Filtering duplicates from iCloud Photos Library while migrating from google photos
I recently painstakingly migrated my photo library of 15+ years (over 100gb) from google photos to iCloud. I suspect many more will be doing this in the future as google recently announced they will no longer be doing unlimited storage for photos. The problem here is that the library exports originals as well as an -edited
version for those files you have changed in google photos. I've tried multiple automatic tools and had some luck with photosweeper but am sure that i still have a few gb of undetected duplicates hiding in there. In some cases Photosweeper just doesn't seem to be sophisticated enough to find them - For example photos from a scanning service that all have the same date, or edited versions where i have rotated and changed the aspect ratio.
Complicating this is the way Mac OS automatically manages photo storage on the machine, so i'm hesitant to attempt to run any scripts on underlying files that might corrupt the library.
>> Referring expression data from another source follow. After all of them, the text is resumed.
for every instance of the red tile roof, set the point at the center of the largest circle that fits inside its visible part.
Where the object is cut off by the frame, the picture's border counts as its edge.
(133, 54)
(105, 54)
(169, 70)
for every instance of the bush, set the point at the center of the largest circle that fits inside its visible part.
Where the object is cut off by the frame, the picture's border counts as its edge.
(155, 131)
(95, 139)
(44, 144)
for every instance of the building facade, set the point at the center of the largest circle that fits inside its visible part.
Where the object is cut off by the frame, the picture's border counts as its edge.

In a perfect world I would just do something like
- find all files matching
(.+)-edited.{jpg,png,heic}$
- where there is a matching file without the -edited
- select and delete/trash the non-edited version
- in a way that is safe for my photos library
An alternative might be to start over completely and use the google drive app on my desktop to download and copy all pictures that way, but i'm worried i would lose files that way too.
I use PowerPhotos for this and am super happy. Dump everything into one library, clone it and then try out various passes until you’re happy, then do the culling on your main library is my advice.
- https://fatcatsoftware.com/powerphotos/
It lets me make rules once the pre-built ones take a first pass at cleaning the easy and obvious duplicates. You can prefer HEIC and edited or any other sort of metadata for automating which of the duplicates to select to keep and which to trash. It is updated very often, super easy to use and extremely powerful. I’m a decent “shell scripter” but in the end, this tool saved me many days of trying to “yolo” it with scripts. It’s got the goods on parsing photo metadata and wrangling libraries into shape in a safe manner.
Unless you’re willing to eschew Photos and syncing entirely, there aren’t better options. If you could exist entirely on filesystem and folders and a tool like Photo Mechanic to store photo metadata in the filesystem, I would go all in on Photos and iCloud and hire a tool if you can’t script it yourself.